RE: Re: Second critical mremap() bug found in a ll Linux kernels

[John.Airey () rnib org uk]

> -----Original Message-----
> From: Geo. [mailto:geoincidents () getinfo org]
> Sent: 19 February 2004 13:39
> To: full-disclosure () lists netsys com
> Subject: RE: [Full-disclosure] Re: Second critical mremap() 
> bug found in
> all Linux kernels
>
>
>
> > > Yes but it doesn't mean that we have to deliver tools any 
> script kiddie
> can take and go ahead for hacking!<<
>
> I submit to the security industry that this is exactly what 
> is required.
> Allow me to explain.
>
> Without worms, virus, and hacking, exactly what reason would 
> the masses of
> high bandwidth home machines have to patch? What would 
> motivate the armies
> of lazy computer owners to lock their machines down so that 
> the internet is
> not at risk of someone using known exploits to build an army 
> of floodbots
> and take control of the internet flooding off anyone who opposes them?
>
> It is a very real danger that we have already seen beginning 
> and if security
> is not a concern then how do we protect ourselves from this 
> sort of thing
> happening?
>
> One solution is report exploits, allow vendors sufficient 
> time to create and
> test patches, allow the masses sufficient time to apply those 
> patches, then
> release point and shoot exploit code so that the remaining unpatched
> machines are now at a very real risk. Provide script kiddie 
> tools that don't
> allow control but do allow you to effect just the exploitable 
> box by perhaps
> coding them to make it easy to shutdown the box (high 
> annoyance factor but
> not perm damage). This provides the motivation to secure the 
> world network
> so that the number of exploitable boxes doesn't reach such a 
> level that no
> segment is safe.
>
> Digital Darwinism.

I don't think we need to encourage people to do nasty things to computers to
secure them. There are plenty of people capable of doing such things with or
without publicly posted exploit code. The human race isn't as wonderful as
some would like to pretend it is. Can you name one invention that hasn't
been abused one way or another?

Note that I am not saying we shouldn't distribute this code, but I would say
be wary of any litigation or arrest that may come your way if you do so.

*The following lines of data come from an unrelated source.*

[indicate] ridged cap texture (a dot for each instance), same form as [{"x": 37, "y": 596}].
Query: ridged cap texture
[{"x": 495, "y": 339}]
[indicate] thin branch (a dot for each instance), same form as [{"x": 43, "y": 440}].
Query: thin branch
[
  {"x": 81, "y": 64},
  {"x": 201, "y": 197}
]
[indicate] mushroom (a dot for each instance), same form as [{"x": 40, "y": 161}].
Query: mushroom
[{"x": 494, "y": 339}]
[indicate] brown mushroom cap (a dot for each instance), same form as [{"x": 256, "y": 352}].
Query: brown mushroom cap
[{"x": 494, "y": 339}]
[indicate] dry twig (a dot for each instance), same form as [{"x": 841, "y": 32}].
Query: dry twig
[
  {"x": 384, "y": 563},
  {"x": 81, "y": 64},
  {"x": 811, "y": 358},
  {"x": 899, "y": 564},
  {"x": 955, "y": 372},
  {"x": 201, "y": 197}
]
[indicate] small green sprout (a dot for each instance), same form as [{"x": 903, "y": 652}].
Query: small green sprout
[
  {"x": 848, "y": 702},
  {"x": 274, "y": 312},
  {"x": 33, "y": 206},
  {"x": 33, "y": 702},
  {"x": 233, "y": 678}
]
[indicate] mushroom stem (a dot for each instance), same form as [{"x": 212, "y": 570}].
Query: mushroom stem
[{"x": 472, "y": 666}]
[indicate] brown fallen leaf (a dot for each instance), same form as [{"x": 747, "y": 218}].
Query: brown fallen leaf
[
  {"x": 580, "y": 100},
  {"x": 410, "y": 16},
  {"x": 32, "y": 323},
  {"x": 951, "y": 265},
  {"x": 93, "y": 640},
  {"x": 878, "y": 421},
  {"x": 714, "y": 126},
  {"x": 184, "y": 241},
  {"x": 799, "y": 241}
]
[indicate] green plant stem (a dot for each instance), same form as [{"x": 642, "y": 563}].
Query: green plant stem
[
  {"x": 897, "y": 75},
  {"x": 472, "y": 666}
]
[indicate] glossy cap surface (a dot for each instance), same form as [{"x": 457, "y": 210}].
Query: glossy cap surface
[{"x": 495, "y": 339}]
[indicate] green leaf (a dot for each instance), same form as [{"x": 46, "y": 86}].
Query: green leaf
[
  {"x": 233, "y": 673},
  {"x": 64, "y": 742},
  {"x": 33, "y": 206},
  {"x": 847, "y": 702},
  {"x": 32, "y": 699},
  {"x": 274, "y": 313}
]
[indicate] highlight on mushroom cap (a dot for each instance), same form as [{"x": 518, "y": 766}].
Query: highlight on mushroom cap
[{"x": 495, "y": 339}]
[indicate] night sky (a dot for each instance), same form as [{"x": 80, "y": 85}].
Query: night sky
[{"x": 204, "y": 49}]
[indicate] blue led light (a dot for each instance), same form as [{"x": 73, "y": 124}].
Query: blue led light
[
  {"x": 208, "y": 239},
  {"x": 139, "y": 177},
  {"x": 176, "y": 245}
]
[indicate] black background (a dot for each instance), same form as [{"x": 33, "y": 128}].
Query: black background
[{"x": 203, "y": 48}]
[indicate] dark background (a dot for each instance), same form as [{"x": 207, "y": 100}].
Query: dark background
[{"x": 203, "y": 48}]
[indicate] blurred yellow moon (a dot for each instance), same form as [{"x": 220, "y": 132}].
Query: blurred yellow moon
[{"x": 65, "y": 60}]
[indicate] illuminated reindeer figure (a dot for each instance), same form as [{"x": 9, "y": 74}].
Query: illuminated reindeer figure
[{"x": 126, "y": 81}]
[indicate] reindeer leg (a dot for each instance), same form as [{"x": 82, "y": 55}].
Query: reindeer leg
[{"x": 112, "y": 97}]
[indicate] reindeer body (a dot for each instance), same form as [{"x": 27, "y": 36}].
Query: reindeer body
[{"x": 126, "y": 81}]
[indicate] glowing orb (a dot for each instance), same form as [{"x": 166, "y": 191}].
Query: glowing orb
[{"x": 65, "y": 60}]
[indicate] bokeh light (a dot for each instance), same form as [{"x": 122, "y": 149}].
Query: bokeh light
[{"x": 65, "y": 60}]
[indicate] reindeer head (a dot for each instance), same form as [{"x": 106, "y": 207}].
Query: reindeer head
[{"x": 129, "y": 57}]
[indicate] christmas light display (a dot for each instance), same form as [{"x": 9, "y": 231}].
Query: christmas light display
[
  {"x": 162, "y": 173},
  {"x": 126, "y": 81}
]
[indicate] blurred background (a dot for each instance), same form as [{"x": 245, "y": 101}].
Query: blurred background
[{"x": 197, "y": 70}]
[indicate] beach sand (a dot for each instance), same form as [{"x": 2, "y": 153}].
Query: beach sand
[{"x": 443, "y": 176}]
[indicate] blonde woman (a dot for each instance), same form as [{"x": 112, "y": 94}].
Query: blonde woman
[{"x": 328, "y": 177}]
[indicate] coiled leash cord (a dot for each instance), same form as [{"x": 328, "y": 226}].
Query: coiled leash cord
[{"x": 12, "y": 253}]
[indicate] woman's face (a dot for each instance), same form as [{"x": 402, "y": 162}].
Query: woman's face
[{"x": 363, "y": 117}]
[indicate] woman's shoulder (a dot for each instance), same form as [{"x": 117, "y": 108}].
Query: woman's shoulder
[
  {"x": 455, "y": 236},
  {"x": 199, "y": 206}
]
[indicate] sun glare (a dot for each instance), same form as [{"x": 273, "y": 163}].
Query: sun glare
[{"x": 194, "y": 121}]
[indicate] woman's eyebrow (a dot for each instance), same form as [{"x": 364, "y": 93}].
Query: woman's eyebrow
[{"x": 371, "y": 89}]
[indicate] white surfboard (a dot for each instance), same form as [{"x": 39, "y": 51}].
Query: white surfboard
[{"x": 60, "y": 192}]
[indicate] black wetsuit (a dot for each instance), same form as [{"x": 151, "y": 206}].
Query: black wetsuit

At the risk of another dodgy car analogy, would it be OK to drive down the
pavement/sidewalk and run over anyone who doesn't get out of the way quick
enough? That's a form of Natural Selection, is it not? Which is why people
don't really believe in evolution. 

I also doubt any population control activists would through themselves at
the car either, but that's getting way way off-topic.

- 
John Airey, BSc (Jt Hons), CNA, RHCE
Internet systems support officer, ITCSD, Royal National Institute of the
Blind,
Bakewell Road, Peterborough PE2 6XU,
Tel.: +44 (0) 1733 375299 Fax: +44 (0) 1733 370848 John.Airey () rnib org uk 

According to the book of Acts, Eutychus was the first man to suffer from a
General Protection Fault with Windows.

- 
DISCLAIMER: 

NOTICE: The information contained in this email and any attachments is 
confidential and may be privileged. If you are not the intended 
recipient you should not use, disclose, distribute or copy any of the 
content of it or of any attachment; you are requested to notify the 
sender immediately of your receipt of the email and then to delete it 
and any attachments from your system. 

RNIB endeavours to ensure that emails and any attachments generated by 
its staff are free from viruses or other contaminants. However, it 
cannot accept any responsibility for any  such which are transmitted.
We therefore recommend you scan all attachments. 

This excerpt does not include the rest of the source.